By dismissing peak oil by citing yet to be discovered oil and then saying the necessary exploration isn’t happening Mandil is suggesting absolute declines – that’s peak oil in my book.
A chance although increasing smaller exists for extensive discovery of new oil deposits and exploitation of those deposits. We have almost reached the point that we have to discover two ghawars worth of oil to grow oil production again. So oil production will peak because of above ground factors alone even if we have not used up 50% of our oil. Simply because we certainly have used up a significant amount of the oil thats easy to extract. We have probably reached and passed the point that we can increase production fast enough to keep the production rate from decreasing.
Peak production and the point at which we have used half the remaining oil reserves are related but not directly. The reason that production declines generally set in some time after 50% of the oil is extracted is both a technical and empirical observation at the field level that holds as you aggregate fields.
Our concern is the peak production rate. This is achieved when about 50% of the easily accessible oil is produced after this point the amount of remaining reserves which could easily be greater than 50% of the total only serve to provide a upper bound on how much oil is extracted.
Since we are fairly confident half of the easy oil or conventional oil has been or is close to being extracted then the concerns about above ground factors simply mean production will always be less than our prediction and in some cases a lot less i.e Iraq. As production continues to decline the chances of increasing it become remote in another year or two probably impossible no matter how much oil you believe is in the ground since too many fields will be in decline.
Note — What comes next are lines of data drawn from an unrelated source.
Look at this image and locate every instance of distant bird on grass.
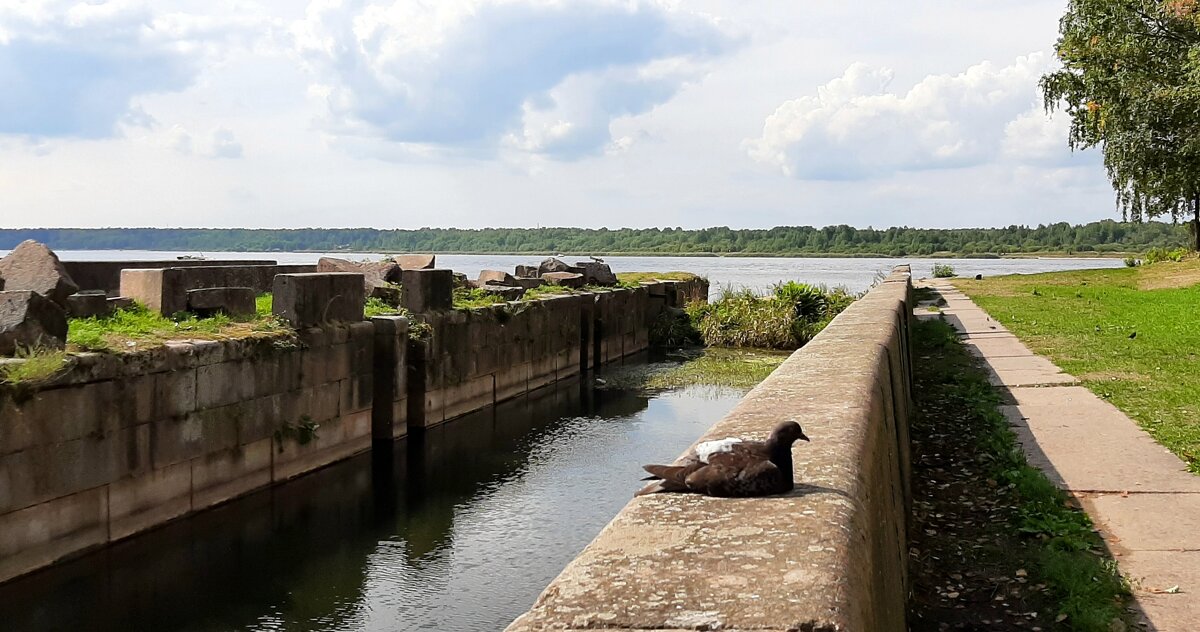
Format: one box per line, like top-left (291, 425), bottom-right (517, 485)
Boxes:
top-left (636, 421), bottom-right (809, 497)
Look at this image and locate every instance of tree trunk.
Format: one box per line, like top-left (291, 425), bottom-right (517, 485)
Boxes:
top-left (1194, 196), bottom-right (1200, 252)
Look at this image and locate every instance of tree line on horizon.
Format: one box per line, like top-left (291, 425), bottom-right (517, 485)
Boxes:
top-left (0, 221), bottom-right (1189, 256)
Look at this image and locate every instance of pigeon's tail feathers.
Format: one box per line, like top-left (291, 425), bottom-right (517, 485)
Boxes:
top-left (642, 464), bottom-right (688, 482)
top-left (635, 479), bottom-right (688, 496)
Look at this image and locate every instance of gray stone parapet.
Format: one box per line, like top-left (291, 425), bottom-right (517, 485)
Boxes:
top-left (506, 266), bottom-right (914, 632)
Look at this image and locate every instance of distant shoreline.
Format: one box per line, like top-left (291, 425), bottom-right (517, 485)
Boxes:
top-left (6, 248), bottom-right (1132, 260)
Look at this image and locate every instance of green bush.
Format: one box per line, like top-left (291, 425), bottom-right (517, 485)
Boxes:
top-left (931, 263), bottom-right (956, 278)
top-left (685, 283), bottom-right (857, 350)
top-left (1144, 246), bottom-right (1188, 264)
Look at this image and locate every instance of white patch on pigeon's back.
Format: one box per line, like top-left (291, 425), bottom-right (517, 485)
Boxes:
top-left (695, 438), bottom-right (741, 463)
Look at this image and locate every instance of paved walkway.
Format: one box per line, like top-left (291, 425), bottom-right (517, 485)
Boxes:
top-left (919, 279), bottom-right (1200, 632)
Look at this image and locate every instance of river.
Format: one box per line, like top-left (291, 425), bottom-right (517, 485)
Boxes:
top-left (17, 250), bottom-right (1124, 296)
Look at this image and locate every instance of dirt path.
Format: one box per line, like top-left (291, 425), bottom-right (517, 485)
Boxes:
top-left (922, 279), bottom-right (1200, 632)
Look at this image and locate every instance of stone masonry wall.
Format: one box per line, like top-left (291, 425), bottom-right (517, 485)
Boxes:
top-left (409, 286), bottom-right (658, 429)
top-left (0, 321), bottom-right (392, 584)
top-left (506, 266), bottom-right (914, 632)
top-left (0, 279), bottom-right (682, 584)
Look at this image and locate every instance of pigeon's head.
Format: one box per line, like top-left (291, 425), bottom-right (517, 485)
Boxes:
top-left (771, 420), bottom-right (809, 445)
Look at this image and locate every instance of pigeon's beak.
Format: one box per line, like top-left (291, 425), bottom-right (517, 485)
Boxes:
top-left (800, 433), bottom-right (810, 442)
No - it's simply a descriptive term. Oil supply is not a yes-or-no question, and it's foolish to fixate exclusively on whether it will increase or decrease.
You're drawing a false line between "increases 0.01%" and "decreases 0.01%", saying that the former is "no big deal" but the latter means "the rules of the game change". That's simply nonsense - those two scenarios are effectively identical.
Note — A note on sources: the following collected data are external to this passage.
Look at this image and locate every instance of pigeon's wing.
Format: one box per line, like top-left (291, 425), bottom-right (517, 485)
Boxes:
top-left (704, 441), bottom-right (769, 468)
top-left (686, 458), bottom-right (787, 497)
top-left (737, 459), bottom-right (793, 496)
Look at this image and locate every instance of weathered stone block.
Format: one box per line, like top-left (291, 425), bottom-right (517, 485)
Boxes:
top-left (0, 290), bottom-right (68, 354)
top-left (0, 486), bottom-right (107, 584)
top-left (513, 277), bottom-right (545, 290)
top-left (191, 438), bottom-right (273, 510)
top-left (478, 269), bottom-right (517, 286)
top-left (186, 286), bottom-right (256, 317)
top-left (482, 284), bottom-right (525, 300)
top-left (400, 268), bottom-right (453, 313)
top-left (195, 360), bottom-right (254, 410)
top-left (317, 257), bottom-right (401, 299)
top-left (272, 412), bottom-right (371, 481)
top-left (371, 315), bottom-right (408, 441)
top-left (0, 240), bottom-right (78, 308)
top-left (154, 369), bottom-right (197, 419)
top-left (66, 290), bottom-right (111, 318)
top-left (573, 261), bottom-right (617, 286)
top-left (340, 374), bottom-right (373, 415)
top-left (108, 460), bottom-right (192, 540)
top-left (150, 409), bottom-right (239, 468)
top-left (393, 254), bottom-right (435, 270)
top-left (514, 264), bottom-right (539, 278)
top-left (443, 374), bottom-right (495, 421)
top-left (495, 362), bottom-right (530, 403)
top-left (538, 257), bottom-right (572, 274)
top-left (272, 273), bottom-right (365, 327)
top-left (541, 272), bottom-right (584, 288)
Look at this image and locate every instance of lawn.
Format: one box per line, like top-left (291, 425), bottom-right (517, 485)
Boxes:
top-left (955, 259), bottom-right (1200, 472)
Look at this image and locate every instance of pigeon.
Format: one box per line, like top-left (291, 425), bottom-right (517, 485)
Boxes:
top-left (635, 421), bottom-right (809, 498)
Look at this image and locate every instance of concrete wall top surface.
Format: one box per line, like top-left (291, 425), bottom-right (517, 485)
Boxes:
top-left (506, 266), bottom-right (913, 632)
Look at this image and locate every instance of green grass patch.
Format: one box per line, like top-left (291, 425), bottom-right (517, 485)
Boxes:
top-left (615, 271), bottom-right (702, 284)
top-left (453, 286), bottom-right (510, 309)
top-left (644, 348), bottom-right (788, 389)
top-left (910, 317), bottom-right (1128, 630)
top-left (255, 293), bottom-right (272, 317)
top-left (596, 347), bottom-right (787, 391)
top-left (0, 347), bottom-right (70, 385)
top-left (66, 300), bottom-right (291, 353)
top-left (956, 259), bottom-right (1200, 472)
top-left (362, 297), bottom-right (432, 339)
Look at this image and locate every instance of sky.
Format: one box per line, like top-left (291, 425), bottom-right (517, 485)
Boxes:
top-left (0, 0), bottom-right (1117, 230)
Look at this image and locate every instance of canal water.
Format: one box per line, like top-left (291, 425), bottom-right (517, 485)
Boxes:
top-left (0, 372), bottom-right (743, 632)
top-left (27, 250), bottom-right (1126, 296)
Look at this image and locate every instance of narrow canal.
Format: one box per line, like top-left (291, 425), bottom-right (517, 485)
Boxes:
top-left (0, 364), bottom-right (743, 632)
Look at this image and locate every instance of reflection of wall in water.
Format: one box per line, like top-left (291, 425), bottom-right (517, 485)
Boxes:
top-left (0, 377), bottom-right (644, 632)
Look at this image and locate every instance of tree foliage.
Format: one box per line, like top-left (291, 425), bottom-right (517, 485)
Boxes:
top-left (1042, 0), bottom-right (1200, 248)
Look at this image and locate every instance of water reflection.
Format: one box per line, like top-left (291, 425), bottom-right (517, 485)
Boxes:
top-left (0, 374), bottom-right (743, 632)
Oil supply is not a matter of "yes" or "no", it's a matter of how much. Like a vise being tightened, it's all a matter of degree.
He isn't saying that, though:
"Geological reserves remain abundant....The main problem for security of supply is that the world will be increasingly dependent on a shrinking number of countries. If, in addition, they cannot invest for various reasons...we go towards big problems."
He's saying the risk is that concentrating the (abundant) oil supplies in the hands of a few producers makes the supply more volatile, meaning that disruptions to the ability of only a small number of producers would then be enough to cause big problems.
He's not saying declines will happen. He's not even saying they may happen. He's just saying that concentrating the supply risks unspecified "big problems".
While you may interpret that phrase as meaning "peak oil", all that really tells us is about your personal biases. It's possible that by "big problems" he means "such slow growth that prices skyrocket and the world enters a lengthy recession." Indeed, based on some of his similar-sounding concerns a few years ago (saying KSA needed to increase production by 3mb/d or there'd be big problems; they didn't, and prices shot up), it seems likely that he is talking about prices, or is just prone to hyperbole.